Societal problems, she feels, have not been minimized. “Sometimes we end up blaming the victim instead of seeking long term remedies.”

The job would be 9 to 5 if it was not for the continual lectures, she has to give to P.T.A.’s youth groups and other local organizations. But she does not complain. “Community education is extremely important. We try at least once a year to have a television programme. Last year we did one for fathering and we are in the process of planning others.”

Her department also runs a haven women over 16 who need a temporary home. The haven, based in Pembroke, is in its fourth year and can accommodate seven women and five babies.
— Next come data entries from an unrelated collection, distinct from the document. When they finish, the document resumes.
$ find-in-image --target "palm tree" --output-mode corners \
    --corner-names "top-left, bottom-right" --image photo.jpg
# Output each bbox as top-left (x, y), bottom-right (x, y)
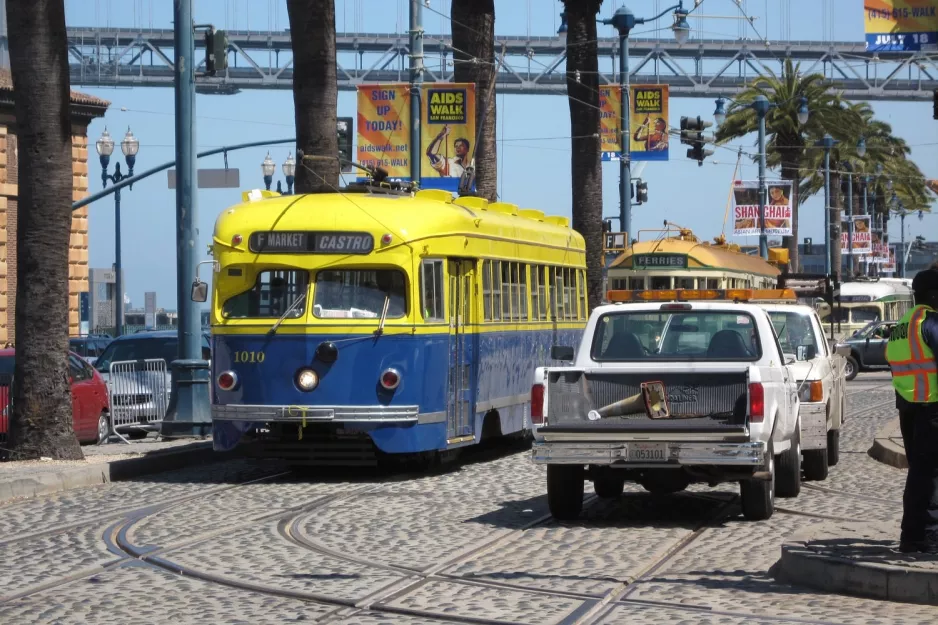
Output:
top-left (715, 59), bottom-right (856, 272)
top-left (6, 0), bottom-right (83, 460)
top-left (451, 0), bottom-right (497, 201)
top-left (286, 0), bottom-right (340, 193)
top-left (562, 0), bottom-right (604, 310)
Battered women were being helped until the Physical Abuse Centre started up recently.

Olga is a woman who genuinely enjoys her work. “Like every other mother the anxiety level rises when you are about to go off to work,” she said. “But I have a need to work, not just financially, but because of the challenge. It is not routine, and I get a great deal of personal satisfaction.

“The people I work with have a commitment to what the agency stands for. I am happy to carry on in this job indefinitely. It is a very important part of me. This is not a praise of me, but I have seen other programmes start after Y.H.E.D. which have disintegrated for whatever reason. We have been able to continue and give an important service to the island.

“We started small and have mushroomed. We deal with extremely sensitive areas. The need for confidentiality is important because of the smallness of the island. Also, professional ethics come into play. We need to gain the confidence and trust of people and deal with them on a long term basis.”

When Olga started college, she majored in nursing and had a secretarial background, but the latter she felt would be boring. “There is nothing much you can do with a psychology degree, so I got into welfare work and got hooked,” she said. “That was it. Then there was the challenge of coming to Bermuda.”

One of her favourite hobbies is travelling which she is able to combine with work. “I also enjoy cooking and entertaining,” she said. “At the moment things are pretty well full with my three children.”

The third, she quickly points out is husband Alex, boss of Scott Crafts and a staunch Progressive Labour Party supporter. The couple met when the Y.H.E.D. office opened up in the same building as Scott Crafts.

“He was working next door,” said Olga. “I met him four months after coming here. We did not marry until four years later. Alex is a very cautious person!”

Mrs Scott says her 39-year-old husband is an extremely busy man. “He is meticulous in terms of what he does. It has to be of the highest standard. He is very disciplined and has to do things just right.”

Is she the same? “Not as much. He is a very thinking person and being married to him makes me thing.” Politics takes up a lot of her husband’s time, but Olga does not share that interest so avidly. “I try to keep an awareness,” she said. “I think that is very important. But in terms of personal involvement, I am not involved.”

Alex says of his wife: “When she praises me, she is being diplomatic. When I say it about her it is true. She is very good at her job. I have been fortunate to know her before the project got off the ground.”

“I have watched her, with able assistance – she would be the first to say she didn’t do it alone – put together a very fine community service.”

Olga, he says, plays an important part in “one of those behind the scenes organizations.” He added: “One of the more notable things not widely known is that the Y.H.E.D. programmes have gained international recognition.

Mrs Scott, who by this time this profile appears will have been back to work some weeks, is meanwhile more than happy with her lot. “I originally came here on an experimental programme,” she said. “I am still enjoying living in Bermuda. I am finding that it is a good place in which to bring up children. This is my home. That’s it!”